I think the wallpaper represents her trying to escape her husband. She said she saw a woman trapped by bars trying to escape the wallpaper. This is symbolic of her relationship with John. As she looks further into the wallpaper, she is really examining her life and begins to change her mind and talk about how she now despises John.


33 out of 39 people found this helpful

Postpartum Depression

by emilykwilk, May 06, 2014

I think it's important to realise not only that she is suffering from depression, but also the kind of depression she's really experiencing. The mention of the newborn child she is not allowed to see leads to the assumption that she is enduring postpartum depression. This adds to the sexism within the theme of the story. Her inability to meet the motherly expectations are a key factor to why she's addressed as a child.

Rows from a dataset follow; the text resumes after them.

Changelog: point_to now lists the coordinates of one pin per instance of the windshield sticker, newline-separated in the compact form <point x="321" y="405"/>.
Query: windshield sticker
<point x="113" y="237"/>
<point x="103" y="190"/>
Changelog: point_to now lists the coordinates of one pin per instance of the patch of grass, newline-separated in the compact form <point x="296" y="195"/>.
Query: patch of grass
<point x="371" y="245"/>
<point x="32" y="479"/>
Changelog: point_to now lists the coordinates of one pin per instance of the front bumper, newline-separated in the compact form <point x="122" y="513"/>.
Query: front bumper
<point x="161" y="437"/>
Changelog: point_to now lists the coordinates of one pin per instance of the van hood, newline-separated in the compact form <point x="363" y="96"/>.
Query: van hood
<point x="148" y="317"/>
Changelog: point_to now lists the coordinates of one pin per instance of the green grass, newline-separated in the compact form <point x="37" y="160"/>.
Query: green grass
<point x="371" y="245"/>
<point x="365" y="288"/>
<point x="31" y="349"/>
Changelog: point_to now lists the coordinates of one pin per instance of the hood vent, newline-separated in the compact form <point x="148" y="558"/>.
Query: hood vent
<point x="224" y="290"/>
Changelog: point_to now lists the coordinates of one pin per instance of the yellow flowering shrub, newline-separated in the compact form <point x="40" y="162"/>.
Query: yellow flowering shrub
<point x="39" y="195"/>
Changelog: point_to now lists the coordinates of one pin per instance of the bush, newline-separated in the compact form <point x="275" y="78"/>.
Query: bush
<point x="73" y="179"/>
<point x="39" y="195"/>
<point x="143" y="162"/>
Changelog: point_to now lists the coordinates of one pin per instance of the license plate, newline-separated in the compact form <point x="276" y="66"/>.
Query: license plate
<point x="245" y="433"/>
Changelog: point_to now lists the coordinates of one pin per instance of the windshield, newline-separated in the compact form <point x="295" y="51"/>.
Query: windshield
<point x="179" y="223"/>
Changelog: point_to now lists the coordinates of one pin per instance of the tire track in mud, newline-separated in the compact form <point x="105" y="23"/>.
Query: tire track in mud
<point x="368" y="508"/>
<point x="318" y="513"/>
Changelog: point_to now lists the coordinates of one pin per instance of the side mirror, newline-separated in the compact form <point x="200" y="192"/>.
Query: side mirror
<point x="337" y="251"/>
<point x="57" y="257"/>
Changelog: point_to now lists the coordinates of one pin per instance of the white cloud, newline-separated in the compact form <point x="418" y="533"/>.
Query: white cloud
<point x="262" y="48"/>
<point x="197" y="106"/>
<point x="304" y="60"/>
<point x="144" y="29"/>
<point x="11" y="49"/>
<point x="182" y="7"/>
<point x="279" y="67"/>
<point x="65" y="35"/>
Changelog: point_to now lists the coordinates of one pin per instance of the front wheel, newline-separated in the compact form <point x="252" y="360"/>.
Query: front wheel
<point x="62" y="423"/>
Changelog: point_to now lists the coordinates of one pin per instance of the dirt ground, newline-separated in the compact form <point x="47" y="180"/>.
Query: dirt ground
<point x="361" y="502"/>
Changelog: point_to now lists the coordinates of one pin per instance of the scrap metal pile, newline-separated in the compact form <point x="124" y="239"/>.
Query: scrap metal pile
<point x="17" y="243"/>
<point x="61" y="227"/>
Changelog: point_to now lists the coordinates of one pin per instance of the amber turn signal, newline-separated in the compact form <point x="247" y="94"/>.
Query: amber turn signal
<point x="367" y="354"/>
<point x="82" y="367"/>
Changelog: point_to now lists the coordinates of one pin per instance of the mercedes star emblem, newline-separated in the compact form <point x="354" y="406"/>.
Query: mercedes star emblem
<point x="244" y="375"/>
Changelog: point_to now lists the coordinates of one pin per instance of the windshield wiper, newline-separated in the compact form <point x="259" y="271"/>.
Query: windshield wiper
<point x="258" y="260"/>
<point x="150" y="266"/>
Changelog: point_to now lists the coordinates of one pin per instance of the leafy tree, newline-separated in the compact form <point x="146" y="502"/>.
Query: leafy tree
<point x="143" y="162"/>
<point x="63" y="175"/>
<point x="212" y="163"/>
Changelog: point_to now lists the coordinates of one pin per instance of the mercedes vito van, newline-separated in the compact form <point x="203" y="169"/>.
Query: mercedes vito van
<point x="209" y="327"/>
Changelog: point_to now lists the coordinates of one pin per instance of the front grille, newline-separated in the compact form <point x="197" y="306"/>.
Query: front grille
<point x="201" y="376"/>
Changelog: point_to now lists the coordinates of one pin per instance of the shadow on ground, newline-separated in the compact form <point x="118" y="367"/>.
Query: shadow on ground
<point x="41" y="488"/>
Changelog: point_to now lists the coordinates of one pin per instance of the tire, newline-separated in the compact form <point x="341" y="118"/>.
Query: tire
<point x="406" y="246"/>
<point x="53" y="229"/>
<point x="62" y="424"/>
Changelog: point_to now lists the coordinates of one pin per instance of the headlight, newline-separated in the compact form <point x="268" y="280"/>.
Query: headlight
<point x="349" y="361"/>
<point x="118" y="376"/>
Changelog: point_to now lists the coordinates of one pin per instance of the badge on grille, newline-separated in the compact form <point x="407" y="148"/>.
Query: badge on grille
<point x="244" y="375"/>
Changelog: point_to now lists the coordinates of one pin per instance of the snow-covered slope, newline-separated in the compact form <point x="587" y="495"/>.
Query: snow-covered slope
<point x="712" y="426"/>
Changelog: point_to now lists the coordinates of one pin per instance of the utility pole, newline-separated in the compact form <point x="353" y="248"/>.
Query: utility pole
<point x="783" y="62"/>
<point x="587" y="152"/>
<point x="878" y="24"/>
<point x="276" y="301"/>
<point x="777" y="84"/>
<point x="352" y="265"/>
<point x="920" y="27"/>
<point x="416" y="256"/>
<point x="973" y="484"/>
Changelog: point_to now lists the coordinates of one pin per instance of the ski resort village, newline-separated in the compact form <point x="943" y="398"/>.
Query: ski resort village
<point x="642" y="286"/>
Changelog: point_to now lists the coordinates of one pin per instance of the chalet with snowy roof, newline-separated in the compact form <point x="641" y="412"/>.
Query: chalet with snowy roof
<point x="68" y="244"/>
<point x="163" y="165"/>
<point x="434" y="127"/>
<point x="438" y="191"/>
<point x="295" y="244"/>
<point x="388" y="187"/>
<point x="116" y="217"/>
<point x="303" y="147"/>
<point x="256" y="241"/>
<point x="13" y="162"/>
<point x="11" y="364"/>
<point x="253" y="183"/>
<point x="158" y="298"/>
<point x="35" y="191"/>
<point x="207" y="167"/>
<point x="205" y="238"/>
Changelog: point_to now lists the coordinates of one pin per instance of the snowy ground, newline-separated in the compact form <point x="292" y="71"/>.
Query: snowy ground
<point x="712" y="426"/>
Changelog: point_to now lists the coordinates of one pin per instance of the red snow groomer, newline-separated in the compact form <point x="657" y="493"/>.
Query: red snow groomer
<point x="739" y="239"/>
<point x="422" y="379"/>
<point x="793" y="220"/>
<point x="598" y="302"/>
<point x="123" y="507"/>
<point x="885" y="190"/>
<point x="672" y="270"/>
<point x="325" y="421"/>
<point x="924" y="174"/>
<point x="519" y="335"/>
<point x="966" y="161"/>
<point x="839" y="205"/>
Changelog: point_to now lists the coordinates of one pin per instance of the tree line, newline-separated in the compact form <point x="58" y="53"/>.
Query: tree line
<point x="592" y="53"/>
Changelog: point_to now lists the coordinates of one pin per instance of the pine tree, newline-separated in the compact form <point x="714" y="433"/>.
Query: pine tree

58 out of 62 people found this helpful

My Thoughts

by mythoughtsabout, April 21, 2015

I think the woman in the wallpaper is an image she is seeing of herself being trapped. People who are depressed are constantly stuck in their own minds. Sort of like being inside your own head and your eyes are just glass windows you can see out of, but cannot escape. She's seeing herself in the wallpaper trying to escape because she is also trying to escape her depression. When she is ripping off the wall paper and the woman is also ripping it from the inside, she thinks that the woman is helping her, but it's herself trying to escape.